Lahti Sinfonieorchester, Dima Slobodeniouk

BIS/Klassik Center Kassel BISSACD-2601
(62 Min., 1/2021) SACD

Der Terminus „Sinfonietta“ steht für eine Sinfonie im Kleinformat und entstand erst im späten 19. Jahrhundert. Häufiger verwendet wurde er dann erst nach 1900, als diverse Komponisten sich wieder an der klassischen Tradition und deren Dimensionen orientierten. Das renommierte finnische Lahti Sinfonieorchester hat jetzt unter seinem scheidenden Chefdirigenten Dima Slobodeniouk drei herausragende Exemplare dieser besonderen Orchestergattung aus dem 20. Jahrhundert zu einem Album gebündelt und mit spürbarem Herzenseinsatz deren oft unterschätzte Qualität unterstrichen.

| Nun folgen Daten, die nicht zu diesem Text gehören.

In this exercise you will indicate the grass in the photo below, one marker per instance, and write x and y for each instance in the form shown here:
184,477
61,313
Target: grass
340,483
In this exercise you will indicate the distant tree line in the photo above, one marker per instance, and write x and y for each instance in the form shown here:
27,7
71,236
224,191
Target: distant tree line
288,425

So ist die fünfsätzige Sinfonietta op. 5 des 18-jährigen Musikstudenten Sergej Prokofjew ein virtuos verspielter neoklassizistischer Geniestreich, der praktisch schon alle speziellen Merkmale des reifen Komponisten vorwegnimmt: Und man wundert sich, warum sie bis heute unbekannt blieb, während die 8 Jahre später entstandene „Symphonie classique“ Weltruhm erlangte.
Auch Benjamin Britten war erst 18, als er 1932 seine „Sinfonietta op. 1“ schrieb, die ebenfalls schon deutliche Züge seines eigenwilligen, geheimnisvollen, sich ständig verdichtenden Stils aufweist. Das absolute Highlight ist aber Francis Poulencs melodisch überbordende viersätzige Sinfonietta aus dem Jahr 1947, die sehr spät noch die Zauberkräfte einer entfesselt gehandhabten Tonalität und ihrer melodischen Verführungskräfte beschwört, als sei die sinnstiftende Kraft des einprägsamen Einfalls aller abstrakten Konstruktion überlegen. So erlebt man hier ein wahres Feuerwerk kleiner Ohrwürmer, die sich sofort festsetzen und die Stimmung heben: Und Poulencs Sinfonietta ist ein wunderbarer Appell an deren unmittelbare humane Kräfte. Man spürt, dass auch die finnischen Musiker diesem Zauber erliegen.